Installation

Requirements

Required:

  1. numpy

  2. pandas

  3. cramjam

  4. thrift

cramjam provides compression codecs: gzip, snappy, lz4, brotli, zstd

Optional compression codec:

  1. python-lzo/lzo

Installation

Install using conda:

conda install -c conda-forge fastparquet

install from PyPI:

pip install fastparquet

or install latest version from github, “main” branch:

pip install git+https://github.com/dask/fastparquet

Please be sure to install numpy before fastparquet when using pip, as pip sometimes can fail to solve the environment.
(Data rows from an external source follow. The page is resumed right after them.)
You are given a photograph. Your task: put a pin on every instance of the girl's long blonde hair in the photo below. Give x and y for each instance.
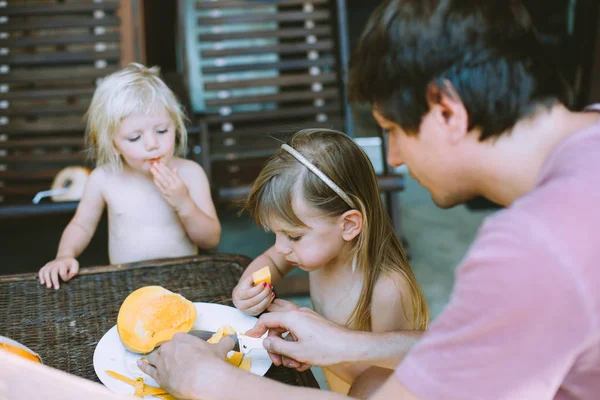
(377, 248)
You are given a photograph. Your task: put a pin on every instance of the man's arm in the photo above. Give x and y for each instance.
(322, 342)
(394, 389)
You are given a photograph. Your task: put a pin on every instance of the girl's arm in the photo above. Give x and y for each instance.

Depending on your platform, pip may pull binary wheels or attempt to rebuild fastparquet.

Dev requirements

To run all of the tests, you will need the following, in addition to the requirements above:

  1. python=3.8

  2. bson

  3. lz4

  4. lzo

  5. pytest

  6. dask

  7. moto/s3fs

  8. pytest-cov

  9. pyspark

Some of these (e.g., pyspark) are optional and will result in skipped tests if not present.

Tests use pytest.

Building Docs

The docs/ directory contains source code for the documentation. You will need sphinx and numpydoc to successfully build. sphinx allows output in many formats, including html:

# in directory docs/
make html

This will produce a build/html/ subdirectory, where the entry point is index.html.